Homem Estelar (David Bowie)
"Há um homem estelar esperando no céu
Ele gostaria de vir nos visitar
Mas ele acha que iria confundir nossas idéias
Há um homem estelar esperando no céu
Ele nos disse para não confundir
Porque ele sabe que isso é valioso
Ele me disse:
Deixe as crianças sossegadas
Deixe as crianças usarem a cabeça
Deixe as crianças deprimidas de novo"
–Ela será levada ao Tom assim que acordar — disse a voz de Ben a minha esquerda
–Sei disso — disse a voz de uma garota que parecia estar ao lado de Ben — agora vá descansar, já passou a noite de guarda.

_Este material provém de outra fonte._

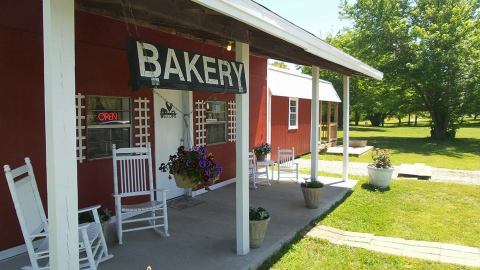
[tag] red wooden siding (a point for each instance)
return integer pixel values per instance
(101, 69)
(283, 137)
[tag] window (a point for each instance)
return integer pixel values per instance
(216, 122)
(293, 113)
(108, 122)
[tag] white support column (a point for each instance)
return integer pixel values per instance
(242, 144)
(346, 125)
(314, 125)
(59, 83)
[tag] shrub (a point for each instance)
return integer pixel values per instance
(381, 158)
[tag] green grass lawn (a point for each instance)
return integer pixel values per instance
(411, 209)
(310, 253)
(412, 145)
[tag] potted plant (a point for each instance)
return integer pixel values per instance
(105, 215)
(262, 151)
(312, 193)
(380, 171)
(191, 168)
(259, 219)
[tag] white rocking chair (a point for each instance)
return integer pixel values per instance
(286, 162)
(133, 177)
(254, 172)
(34, 225)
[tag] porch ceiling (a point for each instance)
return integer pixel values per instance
(185, 17)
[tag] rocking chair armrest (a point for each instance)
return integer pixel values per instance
(159, 189)
(44, 234)
(83, 226)
(88, 209)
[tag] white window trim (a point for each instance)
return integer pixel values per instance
(290, 127)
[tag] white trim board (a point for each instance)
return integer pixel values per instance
(15, 251)
(259, 17)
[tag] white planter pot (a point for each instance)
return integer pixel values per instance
(379, 177)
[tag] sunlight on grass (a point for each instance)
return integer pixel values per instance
(310, 253)
(411, 209)
(412, 145)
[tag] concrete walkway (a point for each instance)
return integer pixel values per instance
(203, 236)
(438, 252)
(360, 168)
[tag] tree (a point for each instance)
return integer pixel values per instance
(428, 51)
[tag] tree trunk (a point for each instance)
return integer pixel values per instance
(439, 128)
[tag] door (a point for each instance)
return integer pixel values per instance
(168, 135)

Então os passos que eu julguei ser de Ben se afastaram aos poucos. Por um momento eu quase pensei que não estava ali como prisioneira. Benjamin havia me dito que me traria aqui para conseguir escolta, armas e suprimentos. Agora eu estava deitada com os pulsos novamente amarrados em uma cama, e para variar, com um guarda ao meu lado, como se eu fosse escapar e atirar em todo mundo (eu não podia culpa-los pela última parte, já que era exatamente o que eu tinha feito antes de escapar).

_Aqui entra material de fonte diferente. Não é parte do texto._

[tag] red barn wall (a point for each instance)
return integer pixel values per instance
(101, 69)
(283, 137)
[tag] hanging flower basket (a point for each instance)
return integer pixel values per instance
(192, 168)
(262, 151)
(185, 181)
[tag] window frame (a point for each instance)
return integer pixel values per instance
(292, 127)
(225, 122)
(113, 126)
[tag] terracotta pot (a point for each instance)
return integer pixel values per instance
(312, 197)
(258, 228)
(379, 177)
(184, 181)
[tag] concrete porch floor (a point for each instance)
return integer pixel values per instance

Abri um dos meus olhos visando entender melhor a situação em que estava metida. Encostada no canto da sala tinha uma garota limpando as unhas com uma adaga. Seu cabelo era longo até a cintura em cachos grandes, com os fios num tom claro de loiro. Seus olhos fixados nas mãos eram cinza claro, suas feições eram suaves. Ela estava bonita como nos tempos de paz. Diferente das outras pessoas nesses tempos, ela não estava magra a ponto de aparecerem os ossos. Essa era uma coisa que eu também tinha notado em Ben e nas pessoas que me salvaram. Eu já tinha me esquecido do formato real de um ser humano, todos pareciam ser esqueléticos. Não havia ninguém com o corpo normal. Mas desde que eu tinha chagado na 2nd mass as pessoas passaram a parecer menos desnutridas. Me perguntei se lá talvez houvesse a nova sociedade que tantos grupos prometiam.

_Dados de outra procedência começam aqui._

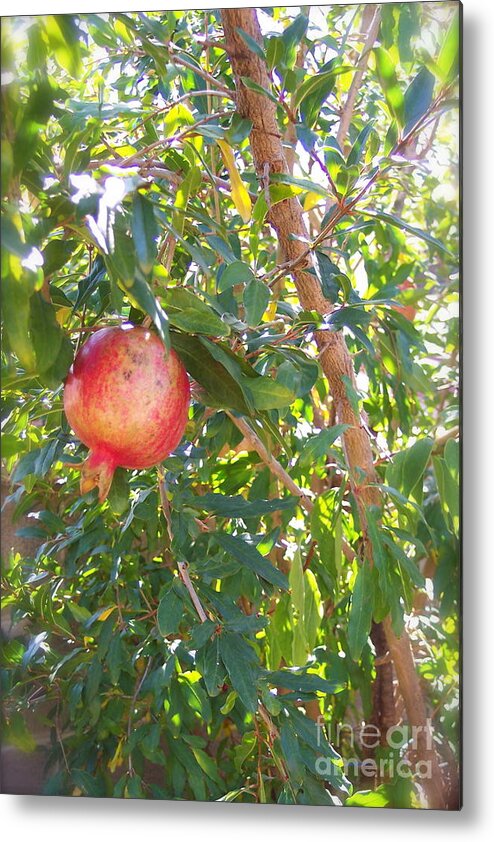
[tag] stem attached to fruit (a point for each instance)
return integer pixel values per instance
(96, 472)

A garota não estava armada do modo como eu tinha imaginado que estaria. Ao invés do imenso rifle, ela estava com duas pistolas, uma de cada lado do corpo, e com uma faca que no momento estava sendo usada para limpar as unhas.
Tentei mexer as mãos, porém as algemas estavam muito folgadas, fazendo com que elas batessem no dossel metálico da cama com um barulho terrível de metal contra metal. A garota olhou para mim já com a faca em posição de ataque.
–Há quanto tempo está acordada? — ela perguntou
Eu não respondi
–Ok! — ela cantou meio decepcionada — Sou Missi. Você está na base fixa da 2nd Mass, localização sigilosa — ela falava como se dissesse isso o tempo inteiro, como um texto decorado — ninguém irá te machucar, a não ser que você o tente antes. Vou te levar para falar com o nosso líder.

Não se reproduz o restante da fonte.